- Coat of arms
- Coordinates (Frampol): 50°41′N 22°40′E﻿ / ﻿50.683°N 22.667°E
- Country: Poland
- Voivodeship: Lublin
- County: Biłgoraj
- Seat: Frampol

Area
- • Total: 107.61 km^{2} (41.55 sq mi)

Population (2006)
- • Total: 6,502
- • Density: 60/km^{2} (160/sq mi)
- • Urban: 1,415
- • Rural: 5,087

= Gmina Frampol =

Administrative district in Poland

Gmina Frampol is an urban-rural gmina (administrative district) in Biłgoraj County, Lublin Voivodeship, in eastern Poland.
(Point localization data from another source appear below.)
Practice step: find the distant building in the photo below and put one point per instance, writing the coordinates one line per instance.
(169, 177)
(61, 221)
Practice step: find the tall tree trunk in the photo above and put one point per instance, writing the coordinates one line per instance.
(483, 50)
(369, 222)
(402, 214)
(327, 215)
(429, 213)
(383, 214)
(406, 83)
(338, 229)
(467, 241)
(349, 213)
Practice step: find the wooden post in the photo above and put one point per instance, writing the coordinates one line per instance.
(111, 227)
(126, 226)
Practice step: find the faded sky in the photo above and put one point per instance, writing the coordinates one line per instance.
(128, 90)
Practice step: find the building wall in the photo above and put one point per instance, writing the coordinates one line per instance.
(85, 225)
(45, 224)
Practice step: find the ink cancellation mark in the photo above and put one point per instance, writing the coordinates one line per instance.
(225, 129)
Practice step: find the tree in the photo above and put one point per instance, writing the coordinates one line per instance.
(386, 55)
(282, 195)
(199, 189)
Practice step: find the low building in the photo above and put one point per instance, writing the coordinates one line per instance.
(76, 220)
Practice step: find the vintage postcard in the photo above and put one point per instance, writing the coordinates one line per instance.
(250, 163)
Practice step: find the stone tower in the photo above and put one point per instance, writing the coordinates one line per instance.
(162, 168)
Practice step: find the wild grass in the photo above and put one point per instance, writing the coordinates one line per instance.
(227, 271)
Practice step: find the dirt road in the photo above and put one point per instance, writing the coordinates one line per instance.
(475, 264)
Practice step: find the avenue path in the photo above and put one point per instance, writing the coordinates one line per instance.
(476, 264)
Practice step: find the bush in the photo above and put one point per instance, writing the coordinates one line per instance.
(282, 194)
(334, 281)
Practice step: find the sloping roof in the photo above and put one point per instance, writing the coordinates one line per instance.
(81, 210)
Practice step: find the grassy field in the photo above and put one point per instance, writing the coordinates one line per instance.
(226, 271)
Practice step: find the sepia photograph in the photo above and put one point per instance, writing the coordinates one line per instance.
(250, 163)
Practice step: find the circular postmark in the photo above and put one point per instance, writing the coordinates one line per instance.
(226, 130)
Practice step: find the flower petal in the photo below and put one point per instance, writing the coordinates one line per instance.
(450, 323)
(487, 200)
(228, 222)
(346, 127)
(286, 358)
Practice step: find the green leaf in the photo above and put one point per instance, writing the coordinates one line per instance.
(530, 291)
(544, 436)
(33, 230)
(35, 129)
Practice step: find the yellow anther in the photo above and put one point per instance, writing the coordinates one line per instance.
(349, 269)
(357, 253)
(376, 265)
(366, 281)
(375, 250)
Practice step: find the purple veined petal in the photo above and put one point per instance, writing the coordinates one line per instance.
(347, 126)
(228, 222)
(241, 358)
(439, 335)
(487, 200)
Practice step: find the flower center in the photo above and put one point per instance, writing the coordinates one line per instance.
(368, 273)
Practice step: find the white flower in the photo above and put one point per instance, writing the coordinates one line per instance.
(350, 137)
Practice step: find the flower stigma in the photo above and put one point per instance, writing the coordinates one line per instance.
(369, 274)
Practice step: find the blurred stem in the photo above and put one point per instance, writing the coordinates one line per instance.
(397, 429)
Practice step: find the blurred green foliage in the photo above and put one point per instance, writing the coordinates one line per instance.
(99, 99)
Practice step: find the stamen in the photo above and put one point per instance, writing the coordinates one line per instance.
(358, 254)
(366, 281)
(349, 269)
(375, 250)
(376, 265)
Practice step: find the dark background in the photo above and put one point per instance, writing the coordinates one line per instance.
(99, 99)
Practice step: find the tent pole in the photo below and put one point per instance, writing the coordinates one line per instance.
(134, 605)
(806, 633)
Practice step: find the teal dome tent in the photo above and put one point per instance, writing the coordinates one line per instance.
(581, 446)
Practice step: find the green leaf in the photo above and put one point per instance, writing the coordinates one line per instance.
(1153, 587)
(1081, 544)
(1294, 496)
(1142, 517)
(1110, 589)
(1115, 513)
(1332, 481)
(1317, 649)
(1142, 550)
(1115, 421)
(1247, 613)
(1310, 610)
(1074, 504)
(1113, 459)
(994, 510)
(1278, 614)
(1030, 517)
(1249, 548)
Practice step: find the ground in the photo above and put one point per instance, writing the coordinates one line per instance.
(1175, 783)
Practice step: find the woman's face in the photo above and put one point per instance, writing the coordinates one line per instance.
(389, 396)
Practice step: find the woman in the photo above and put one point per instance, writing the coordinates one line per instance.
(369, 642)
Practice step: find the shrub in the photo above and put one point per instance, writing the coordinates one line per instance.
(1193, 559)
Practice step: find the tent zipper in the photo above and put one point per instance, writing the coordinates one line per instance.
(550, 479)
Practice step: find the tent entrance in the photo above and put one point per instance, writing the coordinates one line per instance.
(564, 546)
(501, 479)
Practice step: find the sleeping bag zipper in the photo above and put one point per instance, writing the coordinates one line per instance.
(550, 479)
Its seat is the town of Frampol, which lies approximately 16 km north of Biłgoraj and 64 km south of the regional capital Lublin.

The gmina covers an area of 107.61 km2, and as of 2006 its total population is 6,502 (out of which the population of Frampol amounts to 1,415, and the population of the rural part of the gmina is 5,087).

==Villages==
Apart from the town of Frampol, Gmina Frampol contains the villages and settlements of Cacanin, Chłopków, Karolówka, Kąty, Kolonia Kąty, Komodzianka, Korytków Mały, Niemirów, Pulczynów, Radzięcin, Rzeczyce, Smoryń, Sokołówka, Sokołówka-Kolonia, Stara Wieś, Teodorówka, Teodorówka-Kolonia, Wola Kątecka and Wola Radzięcka.

==Neighbouring gminas==
Gmina Frampol is bordered by the gminas of Biłgoraj, Dzwola, Goraj and Radecznica.